-
Type: New Feature
-
Resolution: Won't Fix
-
Priority: Major - P3
-
None
-
Affects Version/s: 2.4.0
-
Component/s: Configuration
-
None
-
Environment:Tested in (but not restricted to) Linux with pyspark (python 3.6.8), mongod (v4.0.6) and spark (v2.4.0)
-
(copied to CRM)
It appears that a SparkSession object cannot support more than 1 concurrent Kerberos principal. Each spark application can conceptually require up to 3 principals:
- Input URI
- Output URI
- The default or operating context in which the parent application operates in
There are 2 failure modes that arise out of this:
- If the input & output URI credentials differ by principal (typically uncommon)
- If the default context differs from either of the URIs
In the second case here, if a spark application (pyspark) was configured to authenticate to an endpoint (like Hadoop) with a principal that differs from the MongoDB URI credentials, one set of connection will fail to auth. Only the connections with the matching principal for the Kerberos security context will succeed.

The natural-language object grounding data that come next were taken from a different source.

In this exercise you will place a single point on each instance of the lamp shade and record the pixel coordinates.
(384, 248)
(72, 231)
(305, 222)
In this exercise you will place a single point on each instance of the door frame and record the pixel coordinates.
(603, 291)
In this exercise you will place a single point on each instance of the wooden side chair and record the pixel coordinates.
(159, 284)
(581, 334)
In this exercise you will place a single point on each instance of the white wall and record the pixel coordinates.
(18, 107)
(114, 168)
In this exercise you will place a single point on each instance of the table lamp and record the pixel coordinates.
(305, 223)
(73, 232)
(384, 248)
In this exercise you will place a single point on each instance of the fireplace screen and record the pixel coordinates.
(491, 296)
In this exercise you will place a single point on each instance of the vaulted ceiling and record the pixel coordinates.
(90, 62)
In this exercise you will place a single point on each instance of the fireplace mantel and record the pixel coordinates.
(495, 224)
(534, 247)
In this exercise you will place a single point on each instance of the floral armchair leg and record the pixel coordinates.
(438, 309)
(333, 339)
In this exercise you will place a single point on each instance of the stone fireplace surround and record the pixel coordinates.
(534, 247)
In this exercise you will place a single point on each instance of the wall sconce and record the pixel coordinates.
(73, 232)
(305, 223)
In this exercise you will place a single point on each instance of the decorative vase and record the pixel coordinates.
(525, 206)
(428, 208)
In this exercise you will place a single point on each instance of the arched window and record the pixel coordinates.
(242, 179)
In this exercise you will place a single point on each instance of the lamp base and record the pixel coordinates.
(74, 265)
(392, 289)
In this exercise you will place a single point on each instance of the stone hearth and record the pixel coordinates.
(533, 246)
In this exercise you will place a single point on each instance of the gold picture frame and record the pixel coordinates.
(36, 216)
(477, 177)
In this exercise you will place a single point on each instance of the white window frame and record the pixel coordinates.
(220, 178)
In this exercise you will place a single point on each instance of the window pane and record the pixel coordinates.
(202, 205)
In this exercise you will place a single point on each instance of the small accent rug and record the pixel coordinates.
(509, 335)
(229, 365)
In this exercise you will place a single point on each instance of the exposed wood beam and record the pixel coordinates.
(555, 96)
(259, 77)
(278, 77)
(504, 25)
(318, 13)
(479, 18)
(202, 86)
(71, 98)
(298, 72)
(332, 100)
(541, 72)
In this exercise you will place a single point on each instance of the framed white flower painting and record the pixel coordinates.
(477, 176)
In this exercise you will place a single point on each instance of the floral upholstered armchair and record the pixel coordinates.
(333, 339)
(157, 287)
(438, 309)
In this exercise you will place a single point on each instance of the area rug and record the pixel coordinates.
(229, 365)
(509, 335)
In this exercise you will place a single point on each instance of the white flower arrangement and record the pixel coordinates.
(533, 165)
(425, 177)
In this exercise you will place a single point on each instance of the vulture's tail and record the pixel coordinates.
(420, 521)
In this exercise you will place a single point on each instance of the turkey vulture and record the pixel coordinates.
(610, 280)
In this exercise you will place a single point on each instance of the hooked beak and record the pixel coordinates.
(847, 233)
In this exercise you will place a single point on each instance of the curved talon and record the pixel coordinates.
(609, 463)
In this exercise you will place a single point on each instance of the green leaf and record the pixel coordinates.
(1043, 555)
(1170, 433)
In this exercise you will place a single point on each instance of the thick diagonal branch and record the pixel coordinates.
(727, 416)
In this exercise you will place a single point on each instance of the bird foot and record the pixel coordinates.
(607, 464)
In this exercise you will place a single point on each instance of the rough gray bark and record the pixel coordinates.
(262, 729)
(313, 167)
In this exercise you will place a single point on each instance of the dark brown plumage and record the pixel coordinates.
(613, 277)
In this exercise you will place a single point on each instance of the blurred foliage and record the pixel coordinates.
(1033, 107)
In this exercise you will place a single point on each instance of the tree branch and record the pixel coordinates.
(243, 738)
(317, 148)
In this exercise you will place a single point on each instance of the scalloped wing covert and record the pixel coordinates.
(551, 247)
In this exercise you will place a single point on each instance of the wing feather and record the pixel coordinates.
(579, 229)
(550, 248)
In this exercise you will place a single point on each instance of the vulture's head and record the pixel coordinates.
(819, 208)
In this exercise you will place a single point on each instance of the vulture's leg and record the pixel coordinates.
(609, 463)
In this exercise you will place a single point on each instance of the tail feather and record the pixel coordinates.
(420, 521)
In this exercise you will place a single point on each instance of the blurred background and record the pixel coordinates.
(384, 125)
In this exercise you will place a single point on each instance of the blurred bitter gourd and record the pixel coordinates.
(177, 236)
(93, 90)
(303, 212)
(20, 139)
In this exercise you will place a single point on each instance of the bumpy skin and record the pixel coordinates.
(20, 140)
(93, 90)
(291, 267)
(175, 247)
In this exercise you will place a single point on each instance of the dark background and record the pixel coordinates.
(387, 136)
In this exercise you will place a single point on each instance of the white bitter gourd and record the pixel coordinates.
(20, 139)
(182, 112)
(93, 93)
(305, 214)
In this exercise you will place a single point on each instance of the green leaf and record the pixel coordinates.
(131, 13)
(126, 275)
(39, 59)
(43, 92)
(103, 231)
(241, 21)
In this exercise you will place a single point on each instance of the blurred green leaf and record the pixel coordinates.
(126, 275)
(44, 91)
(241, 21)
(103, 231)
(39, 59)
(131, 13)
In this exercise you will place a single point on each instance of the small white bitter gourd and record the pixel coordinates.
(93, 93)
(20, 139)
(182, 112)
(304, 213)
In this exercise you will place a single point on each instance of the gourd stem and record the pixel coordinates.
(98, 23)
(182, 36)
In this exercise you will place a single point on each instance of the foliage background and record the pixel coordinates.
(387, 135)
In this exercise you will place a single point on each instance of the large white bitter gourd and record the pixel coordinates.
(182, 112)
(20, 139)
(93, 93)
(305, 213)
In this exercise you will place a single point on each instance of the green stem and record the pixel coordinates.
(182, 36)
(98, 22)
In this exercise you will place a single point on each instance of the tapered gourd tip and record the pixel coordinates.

I think there is are two layers that are contributing to this:
- The MongoClient cache pooling would make the security context common across threads
- The inherent behaviour of the Java driver that is limited to accessing the default GSSAPI security context in the JVM. Ie, it it not designed to select a named context by principal
In summary, the Java driver relies naively on the default kerberos token on which it initialises the GSSAPI security context inside MongoClient. Given these 3 components share the same default context, it's not possible for any of the 3 components to differ by principal.